From MSE to Poisson loss - Car Demand Prediction

Hi,

I’m working on a project where we wish to predict demand for a free-floating car-sharing service using Conv-LSTM’s.

The problem is formulated as aggregate demand in grid-cells, where each grid cell is around 1 km^2 and the value contained in this cell is the number of successful rentals. Using this formulation we have a time series of 60-minute windows as our data. This gives an array of slices as input and a single slice as output - example shown below
Screen Shot 2020-12-27 at 17.15.19

We have achieved mediocre performance with this setup and the use of the MSE-loss but would like to give the Poisson-loss a try.

Our problem is that we end up with a negative loss after a few iterations of training and are unsure about how to identify the problem or if there is something we are unaware of.

We use the Adam optimizer and with the following settings for the criterion:

criterion = nn.PoissonNLLLoss(log_input=False)

Using the default log_input=True did not help.

Our traning loop looks a bit like this where HORIZONTAL_LINES and VERTICAL_LINES are related to the grid sizing.

model.train()
    # For grid in traning set
    for i, (inputs, targets) in enumerate(train_loader):
        # Add channel
        x = inputs.unsqueeze(2)
        y = targets.view(1,1,1,HORIZONTAL_LINES+1,VERTICAL_LINES+1)

        # Forward pass to get output/logits
        y_hat = model.forward(x, future_seq=1)
        
        loss = criterion(y,y_hat)
        
        # Clear gradients w.r.t. parameters
        optimizer.zero_grad()
        
        # Getting gradients w.r.t. parameters
        loss.backward()

        # Updating parameters
        optimizer.step()

        # Update loss
        epoch_training_loss += loss.cpu().detach().numpy()

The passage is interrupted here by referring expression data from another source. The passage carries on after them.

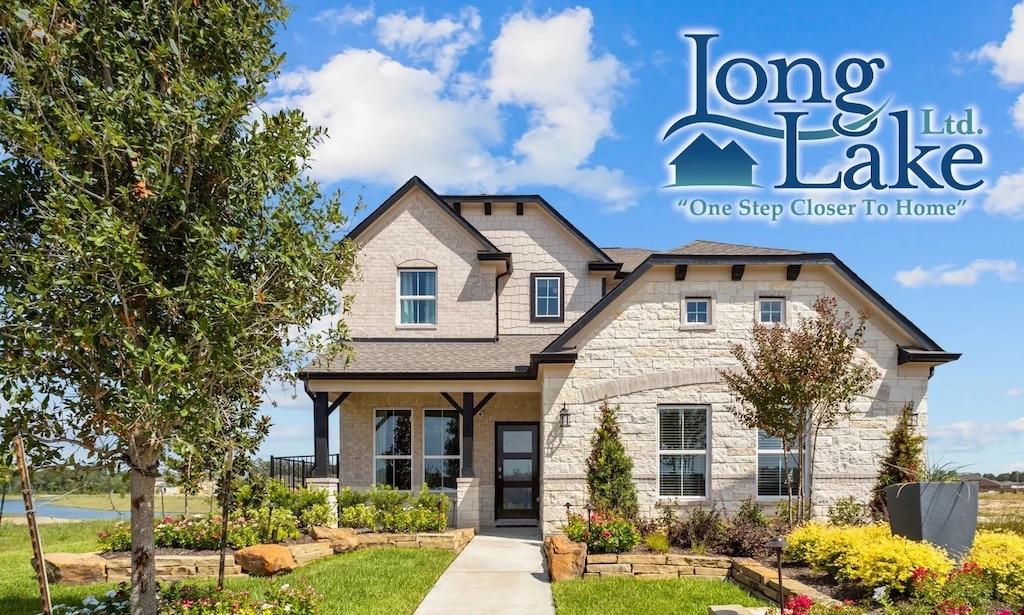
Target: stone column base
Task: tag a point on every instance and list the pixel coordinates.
(467, 511)
(331, 486)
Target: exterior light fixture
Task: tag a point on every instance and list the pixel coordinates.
(777, 544)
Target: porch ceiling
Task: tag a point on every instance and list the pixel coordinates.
(507, 356)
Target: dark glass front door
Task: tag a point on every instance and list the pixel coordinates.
(517, 477)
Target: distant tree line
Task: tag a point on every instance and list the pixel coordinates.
(1010, 477)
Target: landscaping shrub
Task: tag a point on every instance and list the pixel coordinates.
(390, 511)
(701, 529)
(1000, 555)
(602, 534)
(609, 470)
(322, 515)
(192, 600)
(347, 498)
(847, 511)
(203, 533)
(867, 556)
(657, 542)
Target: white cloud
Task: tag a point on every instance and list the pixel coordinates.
(387, 120)
(944, 275)
(442, 42)
(1008, 56)
(1008, 59)
(973, 436)
(336, 17)
(1007, 196)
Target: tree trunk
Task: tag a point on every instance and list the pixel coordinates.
(143, 569)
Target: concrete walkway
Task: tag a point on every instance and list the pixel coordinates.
(501, 571)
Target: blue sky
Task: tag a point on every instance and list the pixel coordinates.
(571, 101)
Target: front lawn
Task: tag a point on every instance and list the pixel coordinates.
(364, 582)
(626, 596)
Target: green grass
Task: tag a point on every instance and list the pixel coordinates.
(171, 504)
(361, 582)
(625, 596)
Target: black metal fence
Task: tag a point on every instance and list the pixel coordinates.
(294, 471)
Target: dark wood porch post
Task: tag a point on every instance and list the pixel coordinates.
(321, 434)
(467, 435)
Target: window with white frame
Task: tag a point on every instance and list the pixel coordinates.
(777, 469)
(441, 449)
(697, 310)
(546, 297)
(393, 448)
(418, 296)
(682, 443)
(771, 309)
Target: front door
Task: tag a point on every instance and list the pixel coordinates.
(517, 477)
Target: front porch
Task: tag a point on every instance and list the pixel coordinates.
(482, 447)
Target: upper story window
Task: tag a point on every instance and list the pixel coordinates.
(682, 447)
(697, 310)
(771, 309)
(418, 296)
(547, 297)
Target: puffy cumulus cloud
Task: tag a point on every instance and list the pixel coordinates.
(1008, 59)
(411, 108)
(973, 436)
(348, 14)
(1007, 195)
(1007, 270)
(442, 42)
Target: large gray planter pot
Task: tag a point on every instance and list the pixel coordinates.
(943, 514)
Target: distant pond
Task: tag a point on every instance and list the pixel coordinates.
(15, 507)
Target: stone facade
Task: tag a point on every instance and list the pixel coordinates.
(642, 355)
(357, 437)
(538, 246)
(417, 234)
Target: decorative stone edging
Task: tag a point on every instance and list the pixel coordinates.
(80, 569)
(657, 566)
(750, 574)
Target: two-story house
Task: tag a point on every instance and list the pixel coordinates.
(487, 331)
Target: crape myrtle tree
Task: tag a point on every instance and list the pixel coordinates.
(161, 249)
(795, 382)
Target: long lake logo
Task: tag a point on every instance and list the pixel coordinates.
(886, 147)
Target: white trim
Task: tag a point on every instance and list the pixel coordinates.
(686, 297)
(412, 449)
(423, 450)
(537, 296)
(706, 452)
(399, 297)
(771, 297)
(758, 451)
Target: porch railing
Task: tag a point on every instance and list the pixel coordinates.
(295, 470)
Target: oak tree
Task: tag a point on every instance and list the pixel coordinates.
(161, 247)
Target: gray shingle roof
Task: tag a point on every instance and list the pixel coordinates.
(509, 354)
(701, 247)
(629, 257)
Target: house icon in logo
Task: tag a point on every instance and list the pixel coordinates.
(705, 164)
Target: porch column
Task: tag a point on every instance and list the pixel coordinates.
(321, 432)
(467, 435)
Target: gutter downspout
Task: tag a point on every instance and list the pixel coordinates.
(498, 278)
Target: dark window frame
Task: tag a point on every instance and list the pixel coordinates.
(534, 317)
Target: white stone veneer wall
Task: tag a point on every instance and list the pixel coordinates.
(417, 233)
(538, 246)
(641, 357)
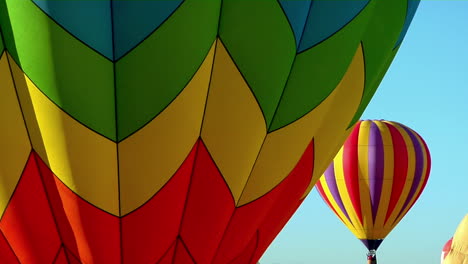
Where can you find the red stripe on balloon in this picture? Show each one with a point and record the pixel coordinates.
(89, 233)
(289, 199)
(150, 230)
(400, 161)
(351, 170)
(28, 224)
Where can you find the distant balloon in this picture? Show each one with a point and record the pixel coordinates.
(458, 251)
(446, 250)
(376, 177)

We were considering if our problem is because we have a very sparse dataset (average cell value is around 1) and with 0 a lot of the time, or the fact that our model predicts in the continuous range instead of discrete values.

The architecture of the model is based on the following model, but with slight such as nn.ReLU as the activation fuction.

Any help would be much appreciated

Your y,y_hat order is reversed from the correct one.